SAM team members participated in a wide range of meetings, workshops, reviews, and collaboration discussions in the first 6 months of 2003:
Java Content Repository API: The Java Community Process: JSR 170 group is nearing the 1rst public release of it's Java Content Repository API standard specification, Myers (member of the Expert Group). Work is ongoing within the Jakarta Slide project (which is used by the Scientific Annotation Middleware) to be a JSR 170 Reference implementation.
Portal Framework/Middleware: Members of the SAM project teams are involved in ongoing discussions for the Development of Grid User Computing Environments (GUCE) Project, with developers of the CHEF portal framework at U. Michigan and the NSF NMI funded GUCE effort. The purpose of the collaboration is to coordinate the development of an open source science/education portal toolkit that would include tools such as content repositories and electronic notebooks.
Grid Information Retrieval Working Group: The SAM team is participating in discussions in the GIR working group related to search and retrieval of scientific data in Grid environments and contributing to several Grid documents.

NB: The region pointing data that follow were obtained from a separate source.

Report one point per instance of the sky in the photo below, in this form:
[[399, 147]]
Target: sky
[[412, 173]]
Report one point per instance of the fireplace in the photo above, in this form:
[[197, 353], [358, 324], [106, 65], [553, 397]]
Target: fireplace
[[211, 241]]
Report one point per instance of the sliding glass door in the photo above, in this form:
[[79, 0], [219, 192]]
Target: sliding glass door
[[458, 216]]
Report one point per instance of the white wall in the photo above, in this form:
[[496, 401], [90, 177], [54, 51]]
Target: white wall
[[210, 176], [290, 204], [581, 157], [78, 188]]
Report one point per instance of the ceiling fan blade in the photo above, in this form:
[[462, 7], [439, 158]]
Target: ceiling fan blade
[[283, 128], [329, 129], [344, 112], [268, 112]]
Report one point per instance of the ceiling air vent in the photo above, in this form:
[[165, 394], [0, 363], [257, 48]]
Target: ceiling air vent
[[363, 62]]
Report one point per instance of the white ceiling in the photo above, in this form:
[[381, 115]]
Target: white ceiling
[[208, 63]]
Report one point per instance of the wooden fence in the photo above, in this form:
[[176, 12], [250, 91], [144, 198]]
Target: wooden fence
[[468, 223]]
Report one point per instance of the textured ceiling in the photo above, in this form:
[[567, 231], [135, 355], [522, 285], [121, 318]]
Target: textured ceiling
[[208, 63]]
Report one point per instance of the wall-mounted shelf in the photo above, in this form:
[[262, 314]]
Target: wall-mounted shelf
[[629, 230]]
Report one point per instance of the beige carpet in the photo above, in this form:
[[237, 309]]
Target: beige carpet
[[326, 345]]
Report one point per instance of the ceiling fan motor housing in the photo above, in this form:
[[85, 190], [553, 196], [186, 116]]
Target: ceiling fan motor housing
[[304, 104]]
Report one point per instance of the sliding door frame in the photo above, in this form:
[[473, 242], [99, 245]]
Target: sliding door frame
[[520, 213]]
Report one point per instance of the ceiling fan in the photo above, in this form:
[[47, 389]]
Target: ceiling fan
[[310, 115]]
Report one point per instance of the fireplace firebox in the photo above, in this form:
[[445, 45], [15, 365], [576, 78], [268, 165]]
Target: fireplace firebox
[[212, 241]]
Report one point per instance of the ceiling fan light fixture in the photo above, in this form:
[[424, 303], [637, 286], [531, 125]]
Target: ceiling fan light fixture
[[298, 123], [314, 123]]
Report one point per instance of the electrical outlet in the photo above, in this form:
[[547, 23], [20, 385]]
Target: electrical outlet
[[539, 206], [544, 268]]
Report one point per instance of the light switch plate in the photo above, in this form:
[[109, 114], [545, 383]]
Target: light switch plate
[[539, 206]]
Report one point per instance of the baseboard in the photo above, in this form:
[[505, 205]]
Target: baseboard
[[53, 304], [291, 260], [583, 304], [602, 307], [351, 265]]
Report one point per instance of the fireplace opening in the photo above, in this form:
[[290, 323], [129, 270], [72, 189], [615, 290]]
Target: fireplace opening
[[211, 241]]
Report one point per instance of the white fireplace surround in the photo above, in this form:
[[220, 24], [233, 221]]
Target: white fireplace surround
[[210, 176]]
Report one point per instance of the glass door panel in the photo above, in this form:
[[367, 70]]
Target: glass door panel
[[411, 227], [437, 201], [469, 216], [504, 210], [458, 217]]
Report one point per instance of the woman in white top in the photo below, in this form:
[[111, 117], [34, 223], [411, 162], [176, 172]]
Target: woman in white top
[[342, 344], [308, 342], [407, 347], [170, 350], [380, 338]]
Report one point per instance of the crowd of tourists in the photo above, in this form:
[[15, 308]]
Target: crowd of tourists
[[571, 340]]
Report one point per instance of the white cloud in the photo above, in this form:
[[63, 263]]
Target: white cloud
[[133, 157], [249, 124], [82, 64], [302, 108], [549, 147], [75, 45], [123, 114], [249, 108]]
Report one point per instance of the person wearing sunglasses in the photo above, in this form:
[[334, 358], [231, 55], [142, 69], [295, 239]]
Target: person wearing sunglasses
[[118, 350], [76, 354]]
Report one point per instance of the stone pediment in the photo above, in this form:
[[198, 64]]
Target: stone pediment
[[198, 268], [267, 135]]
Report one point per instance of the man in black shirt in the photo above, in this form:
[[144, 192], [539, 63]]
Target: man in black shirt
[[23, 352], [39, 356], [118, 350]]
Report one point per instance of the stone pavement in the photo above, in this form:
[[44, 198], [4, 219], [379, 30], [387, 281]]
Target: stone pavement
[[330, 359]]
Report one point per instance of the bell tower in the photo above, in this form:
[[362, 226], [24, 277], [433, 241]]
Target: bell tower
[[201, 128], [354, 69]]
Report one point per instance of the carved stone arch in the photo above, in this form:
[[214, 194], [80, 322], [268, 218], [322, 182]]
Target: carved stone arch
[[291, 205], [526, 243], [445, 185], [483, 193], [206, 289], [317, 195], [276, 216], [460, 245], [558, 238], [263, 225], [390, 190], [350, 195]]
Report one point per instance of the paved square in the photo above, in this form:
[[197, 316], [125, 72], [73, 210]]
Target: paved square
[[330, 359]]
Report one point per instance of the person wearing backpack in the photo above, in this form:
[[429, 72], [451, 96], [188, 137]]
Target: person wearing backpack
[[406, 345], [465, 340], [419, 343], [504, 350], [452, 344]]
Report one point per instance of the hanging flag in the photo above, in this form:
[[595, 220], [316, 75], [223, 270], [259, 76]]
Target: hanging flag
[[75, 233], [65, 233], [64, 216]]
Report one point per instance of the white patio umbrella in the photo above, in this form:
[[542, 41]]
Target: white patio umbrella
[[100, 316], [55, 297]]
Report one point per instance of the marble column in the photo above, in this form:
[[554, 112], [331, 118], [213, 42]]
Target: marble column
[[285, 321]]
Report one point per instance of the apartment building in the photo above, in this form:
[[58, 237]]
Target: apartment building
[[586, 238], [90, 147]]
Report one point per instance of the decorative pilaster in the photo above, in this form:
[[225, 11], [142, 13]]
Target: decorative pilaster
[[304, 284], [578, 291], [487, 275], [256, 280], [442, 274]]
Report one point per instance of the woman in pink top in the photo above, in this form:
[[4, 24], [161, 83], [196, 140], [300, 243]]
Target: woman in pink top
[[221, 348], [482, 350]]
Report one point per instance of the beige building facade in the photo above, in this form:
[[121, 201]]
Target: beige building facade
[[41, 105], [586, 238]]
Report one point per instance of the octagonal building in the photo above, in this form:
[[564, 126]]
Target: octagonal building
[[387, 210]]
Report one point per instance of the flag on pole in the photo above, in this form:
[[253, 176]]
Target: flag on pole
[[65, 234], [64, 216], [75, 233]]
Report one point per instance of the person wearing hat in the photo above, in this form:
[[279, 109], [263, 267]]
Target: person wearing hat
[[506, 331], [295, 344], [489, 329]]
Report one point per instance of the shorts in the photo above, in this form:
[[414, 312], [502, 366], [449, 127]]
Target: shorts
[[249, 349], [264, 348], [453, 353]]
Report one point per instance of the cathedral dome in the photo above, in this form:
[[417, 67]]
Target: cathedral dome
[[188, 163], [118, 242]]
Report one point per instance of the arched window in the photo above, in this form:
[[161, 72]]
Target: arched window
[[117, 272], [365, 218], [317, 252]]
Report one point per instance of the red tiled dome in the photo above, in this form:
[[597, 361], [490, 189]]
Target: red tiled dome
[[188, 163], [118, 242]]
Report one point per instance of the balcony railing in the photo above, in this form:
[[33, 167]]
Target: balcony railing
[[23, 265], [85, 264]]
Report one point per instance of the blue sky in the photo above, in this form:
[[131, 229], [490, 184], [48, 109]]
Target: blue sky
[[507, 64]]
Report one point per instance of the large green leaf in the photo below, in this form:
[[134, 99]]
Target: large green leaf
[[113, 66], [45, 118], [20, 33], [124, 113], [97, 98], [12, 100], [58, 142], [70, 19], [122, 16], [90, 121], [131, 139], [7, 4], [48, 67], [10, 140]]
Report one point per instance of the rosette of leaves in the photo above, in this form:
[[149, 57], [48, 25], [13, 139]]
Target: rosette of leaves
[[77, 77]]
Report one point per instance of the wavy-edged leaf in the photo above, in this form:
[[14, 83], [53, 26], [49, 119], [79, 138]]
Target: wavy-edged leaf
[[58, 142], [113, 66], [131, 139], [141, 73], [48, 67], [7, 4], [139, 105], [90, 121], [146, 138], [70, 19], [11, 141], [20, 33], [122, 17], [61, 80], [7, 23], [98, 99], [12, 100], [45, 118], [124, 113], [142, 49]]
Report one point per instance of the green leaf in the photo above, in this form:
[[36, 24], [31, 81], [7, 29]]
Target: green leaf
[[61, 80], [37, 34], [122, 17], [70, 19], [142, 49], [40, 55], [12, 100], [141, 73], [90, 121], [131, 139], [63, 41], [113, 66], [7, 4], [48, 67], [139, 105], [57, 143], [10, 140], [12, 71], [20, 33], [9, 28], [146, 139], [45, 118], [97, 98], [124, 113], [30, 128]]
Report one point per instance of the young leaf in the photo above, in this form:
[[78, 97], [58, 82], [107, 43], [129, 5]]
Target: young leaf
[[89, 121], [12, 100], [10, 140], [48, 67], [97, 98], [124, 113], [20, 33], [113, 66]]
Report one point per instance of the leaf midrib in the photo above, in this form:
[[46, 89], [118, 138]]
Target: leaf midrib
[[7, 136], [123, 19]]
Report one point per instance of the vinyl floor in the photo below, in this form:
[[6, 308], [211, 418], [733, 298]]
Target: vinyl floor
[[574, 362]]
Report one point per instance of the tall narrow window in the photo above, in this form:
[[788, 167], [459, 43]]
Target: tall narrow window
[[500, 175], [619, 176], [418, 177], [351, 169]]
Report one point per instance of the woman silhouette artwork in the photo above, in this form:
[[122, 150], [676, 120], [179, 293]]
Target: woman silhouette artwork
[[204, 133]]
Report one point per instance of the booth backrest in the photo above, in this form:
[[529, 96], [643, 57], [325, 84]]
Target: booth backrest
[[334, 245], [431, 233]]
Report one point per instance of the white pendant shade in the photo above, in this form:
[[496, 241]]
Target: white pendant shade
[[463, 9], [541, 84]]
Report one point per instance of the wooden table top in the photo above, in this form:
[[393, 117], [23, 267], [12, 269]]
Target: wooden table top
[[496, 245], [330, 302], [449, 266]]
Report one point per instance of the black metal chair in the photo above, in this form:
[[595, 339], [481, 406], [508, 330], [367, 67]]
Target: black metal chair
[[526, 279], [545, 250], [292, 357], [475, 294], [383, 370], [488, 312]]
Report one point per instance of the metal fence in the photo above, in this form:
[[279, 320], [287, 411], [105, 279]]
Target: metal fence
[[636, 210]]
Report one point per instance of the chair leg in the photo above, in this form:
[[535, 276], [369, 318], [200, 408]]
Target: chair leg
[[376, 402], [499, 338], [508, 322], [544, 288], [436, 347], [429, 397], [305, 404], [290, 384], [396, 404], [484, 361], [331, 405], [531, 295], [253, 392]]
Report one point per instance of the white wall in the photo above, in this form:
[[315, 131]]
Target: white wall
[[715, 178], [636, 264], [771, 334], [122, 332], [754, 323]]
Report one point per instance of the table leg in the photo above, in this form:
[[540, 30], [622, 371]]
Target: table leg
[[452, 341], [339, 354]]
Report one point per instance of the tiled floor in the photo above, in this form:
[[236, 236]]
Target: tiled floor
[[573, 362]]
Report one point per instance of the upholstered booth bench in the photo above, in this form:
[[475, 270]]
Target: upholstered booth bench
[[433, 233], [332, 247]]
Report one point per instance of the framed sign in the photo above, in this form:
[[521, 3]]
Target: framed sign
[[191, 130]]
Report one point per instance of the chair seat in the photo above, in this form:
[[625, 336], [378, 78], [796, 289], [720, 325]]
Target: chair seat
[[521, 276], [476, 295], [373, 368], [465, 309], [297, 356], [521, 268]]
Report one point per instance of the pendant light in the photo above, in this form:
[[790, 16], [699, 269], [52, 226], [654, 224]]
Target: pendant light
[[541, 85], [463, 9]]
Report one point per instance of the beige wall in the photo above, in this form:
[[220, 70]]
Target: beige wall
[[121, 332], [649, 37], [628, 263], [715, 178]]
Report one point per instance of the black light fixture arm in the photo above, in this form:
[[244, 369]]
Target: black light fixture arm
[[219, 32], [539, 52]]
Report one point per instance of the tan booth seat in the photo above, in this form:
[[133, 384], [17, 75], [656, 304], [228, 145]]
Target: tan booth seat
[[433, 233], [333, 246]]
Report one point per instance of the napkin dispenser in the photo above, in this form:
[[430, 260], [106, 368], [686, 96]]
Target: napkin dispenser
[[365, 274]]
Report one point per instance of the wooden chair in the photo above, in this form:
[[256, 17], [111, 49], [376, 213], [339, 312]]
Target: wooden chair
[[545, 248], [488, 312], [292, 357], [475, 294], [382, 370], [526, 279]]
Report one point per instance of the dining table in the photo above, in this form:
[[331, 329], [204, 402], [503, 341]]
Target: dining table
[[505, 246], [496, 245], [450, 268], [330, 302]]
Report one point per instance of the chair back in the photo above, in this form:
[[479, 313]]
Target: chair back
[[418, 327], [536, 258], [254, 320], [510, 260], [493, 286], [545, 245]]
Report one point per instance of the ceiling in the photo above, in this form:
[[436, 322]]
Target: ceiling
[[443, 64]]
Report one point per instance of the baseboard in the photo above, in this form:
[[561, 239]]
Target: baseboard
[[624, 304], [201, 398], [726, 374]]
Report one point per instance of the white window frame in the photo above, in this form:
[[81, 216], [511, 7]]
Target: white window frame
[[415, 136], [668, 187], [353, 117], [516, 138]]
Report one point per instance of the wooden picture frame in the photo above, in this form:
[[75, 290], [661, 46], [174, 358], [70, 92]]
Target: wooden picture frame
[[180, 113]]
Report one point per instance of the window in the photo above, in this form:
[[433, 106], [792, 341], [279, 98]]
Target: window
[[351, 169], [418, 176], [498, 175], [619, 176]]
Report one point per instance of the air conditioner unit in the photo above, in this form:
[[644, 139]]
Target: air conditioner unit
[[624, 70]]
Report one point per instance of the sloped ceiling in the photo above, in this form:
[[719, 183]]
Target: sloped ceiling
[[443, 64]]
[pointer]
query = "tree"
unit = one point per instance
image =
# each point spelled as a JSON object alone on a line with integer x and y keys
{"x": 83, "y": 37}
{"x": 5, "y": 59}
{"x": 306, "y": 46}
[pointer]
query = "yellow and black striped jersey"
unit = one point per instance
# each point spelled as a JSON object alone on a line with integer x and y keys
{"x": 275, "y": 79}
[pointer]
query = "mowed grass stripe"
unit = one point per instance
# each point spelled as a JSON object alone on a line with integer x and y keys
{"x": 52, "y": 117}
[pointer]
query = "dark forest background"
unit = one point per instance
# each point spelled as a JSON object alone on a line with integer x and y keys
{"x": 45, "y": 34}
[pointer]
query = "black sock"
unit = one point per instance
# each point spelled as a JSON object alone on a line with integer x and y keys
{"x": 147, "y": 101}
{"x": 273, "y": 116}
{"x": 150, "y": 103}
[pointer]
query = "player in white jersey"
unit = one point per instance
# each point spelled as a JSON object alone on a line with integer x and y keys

Data Format Description Language (DFDL) Working Group: The SAM team is working to leverage the development of the Binary Format Description (BFD) lanaguage in creating a Grid standard for describing the syntax and semantic labelling of scientific data. Alan Chappell is serving as co-chair of this working group.
Collaboratory for Multiscale Chemical Science (CMCS): On ongoing collaboration related to the use of SAM as the primary CMCS data/metadata management system. Modifications to SAM were made to support anonymous browsing of public data managed by SAM, supporting the CMCS model of allowing groups to publish data for unrestricted public access.
Discussions with potential user groups: The SAM team has held a number of discussions and demonstrations with projects involved in biology, climate research, astrophysics, and other disciplines, as well as software developers interested in data/metadata management capabilities. We anticipate at least some of these discussions will proceed to pilot testing of SAM and more formal collaborations.